The coordinate representation described above has an interesting geometrical interpretation^[2]. The time translation Killing vector generates a one-parameter group of motion $G$ in the spacetime $M$ . By identifying the spacetime points that lie on a particular trajectory (also called orbit) one gets a 3-dimensional space (the manifold of Killing trajectories) $V = M / G$ , the quotient space. Each point of $V$ represents a trajectory in the spacetime $M$ . This identification, called a canonical projection, $\pi : M \rightarrow V$ is a mapping that sends each trajectory in $M$ onto a point in $V$ and induces a metric $h = - λπ * g$ on $V$ via pullback. The quantities $λ$ , $ω i$ and $h i j$ are all fields on $V$ and are consequently independent of time. Thus, the geometry of a stationary spacetime does not change in time. In the special case $ω i = 0$ the spacetime is said to be static. By definition, every static spacetime is stationary, but the converse is not generally true, as the Kerr metric provides a counterexample.

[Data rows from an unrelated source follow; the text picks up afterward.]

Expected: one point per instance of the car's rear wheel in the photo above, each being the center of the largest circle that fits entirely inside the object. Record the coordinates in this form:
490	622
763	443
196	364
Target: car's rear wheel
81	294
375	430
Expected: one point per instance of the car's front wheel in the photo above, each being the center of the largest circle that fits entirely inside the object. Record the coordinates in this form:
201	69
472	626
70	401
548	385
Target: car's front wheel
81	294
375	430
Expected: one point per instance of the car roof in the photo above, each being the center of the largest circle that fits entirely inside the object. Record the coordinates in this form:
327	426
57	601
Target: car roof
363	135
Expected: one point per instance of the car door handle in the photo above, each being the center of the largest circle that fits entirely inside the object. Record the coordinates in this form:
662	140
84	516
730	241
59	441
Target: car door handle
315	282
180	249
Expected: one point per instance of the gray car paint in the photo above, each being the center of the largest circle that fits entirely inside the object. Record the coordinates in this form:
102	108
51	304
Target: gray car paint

In a stationary spacetime satisfying the vacuum Einstein equations $R μν = 0$ outside the sources, the twist 4-vector $ω μ$ is curl-free,

$\nabla_{\mu}\omega_{\nu} - \nabla_{\nu}\omega_{\mu} = 0$ ,

and is therefore locally the gradient of a scalar $ω$ (called the twist scalar):

$\omega_{\mu} = \nabla_{\mu}\omega.$

Instead of the scalars $λ$ and $ω$ it is more convenient to use the two Hansen potentials, the mass and angular momentum potentials, $Φ M$ and $Φ J$ , defined as^[3]

$\Phi_{M} = \frac{1}{4}\lambda^{-1}(\lambda^{2} + \omega^{2} -1)$ ,

$\Phi_{J} = \frac{1}{2}\lambda^{-1}\omega.$

In general relativity the mass potential $Φ M$ plays the role of the Newtonian gravitational potential. A nontrivial angular momentum potential $Φ J$ arises for rotating sources due to the rotational kinetic energy which, because of mass-energy equivalence, can also act as the source of a gravitational field. The situation is analogous to a static electromagnetic field where one has two sets of potentials, electric and magnetic. In general relativity, rotating sources produce a gravitomagnetic field which has no Newtonian analog.

A stationary vacuum metric is thus expressible in terms of the Hansen potentials $Φ A$ ( $A = M$ , $J$ ) and the 3-metric $h i j$ . In terms of these quantities the Einstein vacuum field equations can be put in the form^[3]

$(h^{ij}\nabla_{i}\nabla_{j} - 2R^{(3)})\Phi_{A} = 0$ ,

$R^{(3)}_{ij} = 2[\nabla_{i}\Phi_{A}\nabla_{j}\Phi_{A} - (1+ 4 \Phi^{2})^{-1}\nabla_{i}\Phi^{2}\nabla_{j}\Phi^{2}],$

where $\Phi^{2} = \Phi_{A}\Phi_{A} = (\Phi_{M}^{2} + \Phi_{J}^{2})$ , and $R^{(3)}_{ij}$ is the Ricci tensor of the spatial metric and $R^{(3)} = h^{ij}R^{(3)}_{ij}$ the corresponding Ricci scalar. These equations form the starting point for investigating exact stationary vacuum metrics.